44341 medium dsc 0036
Siang tadi, Jaringan Advokasi Tambang (JATAM) Sulteng melakukan pertemuan dengan warga di kecamatan Labuan, Kabupaten Donggala.

Dalam pertemuan tersebut salah satu agenda yang di bahas adalah penanaman pohon bakau di sepanjang pesisir pantai labuan.

Moh Taufik, selaku Koordinator Pelaksana Harian JATAM Sulteng, menerangkan bahwa beberapa titik terparah akibat bencana sunami di pesisir teluk palu bisa jadi di sebapkan karena tidak adanya hutan bakau sebagai pemecah ombak dan pencegah abrasi pantai.

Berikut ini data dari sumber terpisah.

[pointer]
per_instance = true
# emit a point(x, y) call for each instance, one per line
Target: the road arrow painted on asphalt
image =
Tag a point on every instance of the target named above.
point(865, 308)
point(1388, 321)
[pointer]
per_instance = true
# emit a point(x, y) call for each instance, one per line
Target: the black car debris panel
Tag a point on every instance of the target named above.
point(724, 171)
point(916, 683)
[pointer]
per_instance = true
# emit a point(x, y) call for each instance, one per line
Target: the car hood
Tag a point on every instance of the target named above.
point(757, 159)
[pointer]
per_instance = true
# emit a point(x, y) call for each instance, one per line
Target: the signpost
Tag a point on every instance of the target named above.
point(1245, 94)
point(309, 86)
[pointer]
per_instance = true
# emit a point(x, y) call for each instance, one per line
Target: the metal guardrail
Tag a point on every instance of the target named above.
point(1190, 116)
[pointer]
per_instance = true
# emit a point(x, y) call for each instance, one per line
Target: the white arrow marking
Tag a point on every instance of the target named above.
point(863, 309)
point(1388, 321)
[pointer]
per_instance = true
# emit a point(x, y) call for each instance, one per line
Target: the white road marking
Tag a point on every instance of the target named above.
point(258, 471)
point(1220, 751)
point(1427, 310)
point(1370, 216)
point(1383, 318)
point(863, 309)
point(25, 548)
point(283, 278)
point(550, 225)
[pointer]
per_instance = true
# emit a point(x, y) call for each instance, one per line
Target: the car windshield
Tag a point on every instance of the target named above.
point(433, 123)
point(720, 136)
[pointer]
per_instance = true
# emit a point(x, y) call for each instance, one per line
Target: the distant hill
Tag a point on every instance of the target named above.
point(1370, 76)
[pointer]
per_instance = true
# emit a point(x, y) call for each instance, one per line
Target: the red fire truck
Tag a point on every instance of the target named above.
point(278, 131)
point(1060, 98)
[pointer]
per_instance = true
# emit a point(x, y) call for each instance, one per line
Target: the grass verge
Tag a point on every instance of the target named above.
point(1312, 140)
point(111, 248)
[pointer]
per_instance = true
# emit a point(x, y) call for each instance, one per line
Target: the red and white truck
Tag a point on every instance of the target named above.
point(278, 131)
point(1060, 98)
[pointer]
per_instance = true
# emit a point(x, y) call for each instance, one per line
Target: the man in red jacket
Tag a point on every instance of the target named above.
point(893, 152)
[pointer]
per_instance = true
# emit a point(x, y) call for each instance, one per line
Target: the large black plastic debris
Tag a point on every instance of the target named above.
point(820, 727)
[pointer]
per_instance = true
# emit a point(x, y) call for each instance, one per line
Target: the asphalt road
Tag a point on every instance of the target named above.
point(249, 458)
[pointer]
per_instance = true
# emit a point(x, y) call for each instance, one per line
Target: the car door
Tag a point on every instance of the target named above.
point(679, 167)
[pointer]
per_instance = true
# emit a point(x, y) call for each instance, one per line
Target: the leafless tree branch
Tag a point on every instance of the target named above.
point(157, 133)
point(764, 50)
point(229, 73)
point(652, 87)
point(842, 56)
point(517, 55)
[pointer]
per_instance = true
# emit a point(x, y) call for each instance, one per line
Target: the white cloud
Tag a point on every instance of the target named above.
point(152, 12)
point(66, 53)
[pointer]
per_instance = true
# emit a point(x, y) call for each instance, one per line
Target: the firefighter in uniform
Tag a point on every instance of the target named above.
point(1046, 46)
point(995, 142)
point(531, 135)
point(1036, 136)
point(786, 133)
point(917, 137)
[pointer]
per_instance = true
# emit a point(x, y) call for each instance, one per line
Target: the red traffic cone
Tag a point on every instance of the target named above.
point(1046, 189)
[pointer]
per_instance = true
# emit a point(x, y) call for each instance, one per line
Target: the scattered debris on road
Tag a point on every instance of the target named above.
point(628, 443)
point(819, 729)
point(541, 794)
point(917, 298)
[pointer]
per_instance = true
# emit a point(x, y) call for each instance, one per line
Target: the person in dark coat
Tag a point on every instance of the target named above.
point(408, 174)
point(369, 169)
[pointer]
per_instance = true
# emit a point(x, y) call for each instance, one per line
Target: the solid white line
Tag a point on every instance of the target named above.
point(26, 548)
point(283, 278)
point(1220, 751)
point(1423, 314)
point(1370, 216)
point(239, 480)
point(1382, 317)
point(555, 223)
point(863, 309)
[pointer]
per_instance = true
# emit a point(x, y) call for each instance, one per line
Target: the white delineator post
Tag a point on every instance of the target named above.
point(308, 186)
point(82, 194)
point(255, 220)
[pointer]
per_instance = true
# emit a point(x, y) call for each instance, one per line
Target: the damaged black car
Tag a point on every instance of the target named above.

"Beberapa tahun yang lalu warga kecamatan labuan sempat memiliki masalah dengan perusahaan galian C yang beroperasi di kecamatan labuan, dan bersama-sama warga kami mengadvokasi itu. Dari beberapa kali pertemuan, lahirlah ide untuk pemanfaatan pesisir pantai, selain sebagai bentuk perlawanan mode lain terhadap perusahaan tambang galian, pemanfaatan pesisir pantai ini juga memiliki nilai ekonomis bagi warga, misalnya hutan mangrove yang bisa di jadiakan kawasan objek wisata, juga budidaya rumput laut yang juga dapat menambah pendapatan desa untuk mengganti pendapatan desa dari sektor tambang. Itulah mengapa kami menginisiasi pertemuan ini", Tambah Taufik di sela diskusi dengan warga.

Perencanaan penanaman mangrove dan budi daya rumput laut ini rencananya akan di mulai pada januari minggu ke 3 awal tahun 2019, di mulai dengan pelatihan dan pembentukan kelompok tanam.